When there’s a poll of slightly more than 2000 people involved, I’d suggest that is far too close to call, and certainly not a basis to put the word “support” anywhere near the headline.
Delve deeper and we find 23% believe Uber is more responsible than two years ago, and 30% think it should be given a permanent licence. I know this could me being a Gen X bore but that means the vast majority of people do not agree Uber is more responsible and the same goes for a permanent licence?
Sure, on the one hand, Uber is a cheaper and more convenient way of hailing a cab from a mobile device. On the other hand, though, we have had accusations of questionable leadership at the top, a massive data leak and poor supervision and vetting of drivers.
The company claims these have now been addressed and that is why it is likely to carry on operating in London but almost certainly not on a permanent basis. Transport for London (TfL) will want to check in on it periodically to ensure standards are being met and rules adhered to.
When the same piece of research asked Brits what they think our cities need, in terms of transport, most opted for more trains, tube train, trams and buses. In fact, more trains and more buses were more than twice as popular as more Uber or taxi hailing options.
I think Global Web Index has obviously wanted to have a headline from its research in the run-up to Wednesday announcement but I’m not sure the one they’ve gone for, or perhaps has been attributed to it in coverage from titles as Netimperative, is the most accurate option.
The public haven’t said they support Uber as much as pointed out they are divided on the topic.
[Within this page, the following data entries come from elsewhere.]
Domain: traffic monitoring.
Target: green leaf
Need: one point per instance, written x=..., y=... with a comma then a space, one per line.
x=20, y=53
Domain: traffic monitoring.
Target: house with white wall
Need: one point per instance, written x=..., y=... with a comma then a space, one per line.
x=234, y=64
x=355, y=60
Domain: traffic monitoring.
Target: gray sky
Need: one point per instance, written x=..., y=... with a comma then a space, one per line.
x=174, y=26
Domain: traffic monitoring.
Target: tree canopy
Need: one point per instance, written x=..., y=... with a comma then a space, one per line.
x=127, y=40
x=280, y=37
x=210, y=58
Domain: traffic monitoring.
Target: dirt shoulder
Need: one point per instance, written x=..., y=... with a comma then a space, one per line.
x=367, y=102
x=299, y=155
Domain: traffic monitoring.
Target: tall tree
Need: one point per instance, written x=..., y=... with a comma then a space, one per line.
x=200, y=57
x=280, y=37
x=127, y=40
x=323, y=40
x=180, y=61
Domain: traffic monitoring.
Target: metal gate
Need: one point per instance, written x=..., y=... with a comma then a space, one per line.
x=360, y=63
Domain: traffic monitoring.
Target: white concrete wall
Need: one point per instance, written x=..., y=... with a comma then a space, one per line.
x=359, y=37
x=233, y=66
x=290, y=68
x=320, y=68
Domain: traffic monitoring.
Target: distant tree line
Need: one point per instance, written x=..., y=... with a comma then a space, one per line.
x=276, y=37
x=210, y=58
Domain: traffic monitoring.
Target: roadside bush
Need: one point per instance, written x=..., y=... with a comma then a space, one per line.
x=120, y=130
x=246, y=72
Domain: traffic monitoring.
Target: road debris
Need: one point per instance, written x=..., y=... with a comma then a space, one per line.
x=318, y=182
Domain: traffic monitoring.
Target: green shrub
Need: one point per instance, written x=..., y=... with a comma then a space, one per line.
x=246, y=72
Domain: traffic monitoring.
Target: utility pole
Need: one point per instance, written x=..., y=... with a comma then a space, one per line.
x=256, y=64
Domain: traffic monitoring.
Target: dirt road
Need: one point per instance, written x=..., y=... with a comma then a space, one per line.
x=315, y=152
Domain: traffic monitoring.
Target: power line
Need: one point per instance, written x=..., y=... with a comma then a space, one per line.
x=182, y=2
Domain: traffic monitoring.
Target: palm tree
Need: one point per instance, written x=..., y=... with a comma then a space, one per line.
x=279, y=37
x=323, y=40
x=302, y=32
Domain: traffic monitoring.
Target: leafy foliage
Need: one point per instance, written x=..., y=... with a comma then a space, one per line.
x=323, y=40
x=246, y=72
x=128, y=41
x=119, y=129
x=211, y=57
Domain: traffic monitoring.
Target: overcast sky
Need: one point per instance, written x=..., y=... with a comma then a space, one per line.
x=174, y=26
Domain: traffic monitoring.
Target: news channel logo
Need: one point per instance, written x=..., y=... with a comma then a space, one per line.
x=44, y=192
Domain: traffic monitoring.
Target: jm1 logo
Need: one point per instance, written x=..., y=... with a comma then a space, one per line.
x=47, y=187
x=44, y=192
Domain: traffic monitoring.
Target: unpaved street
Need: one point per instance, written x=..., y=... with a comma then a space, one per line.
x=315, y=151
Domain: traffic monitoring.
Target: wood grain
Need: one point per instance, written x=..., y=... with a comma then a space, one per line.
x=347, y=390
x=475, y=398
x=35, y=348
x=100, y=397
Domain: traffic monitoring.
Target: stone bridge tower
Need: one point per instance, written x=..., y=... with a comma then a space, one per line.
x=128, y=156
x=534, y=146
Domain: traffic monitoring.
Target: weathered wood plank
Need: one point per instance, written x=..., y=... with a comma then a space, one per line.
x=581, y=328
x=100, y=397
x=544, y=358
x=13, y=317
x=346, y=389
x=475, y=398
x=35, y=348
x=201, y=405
They have also pointed out unequivocally that they support better public transport options from their cities over and above taxi hailing options.
Brits are not yet decided on Uber — particularly in London, where we enjoy the cheaper fares and the convenience of digital hailing, but still love the sight of black cabs on the street and the knowledge and professionalism of their drivers.
We trust black cab drivers to be well vetted and to get us there via the quickest route, plucked from their encyclopaedic brains, but we trust Uber to get us to our destination more cheaply. It’s not clear cut and the research, despite how it is being portrayed, clearly shows this split in public opinion.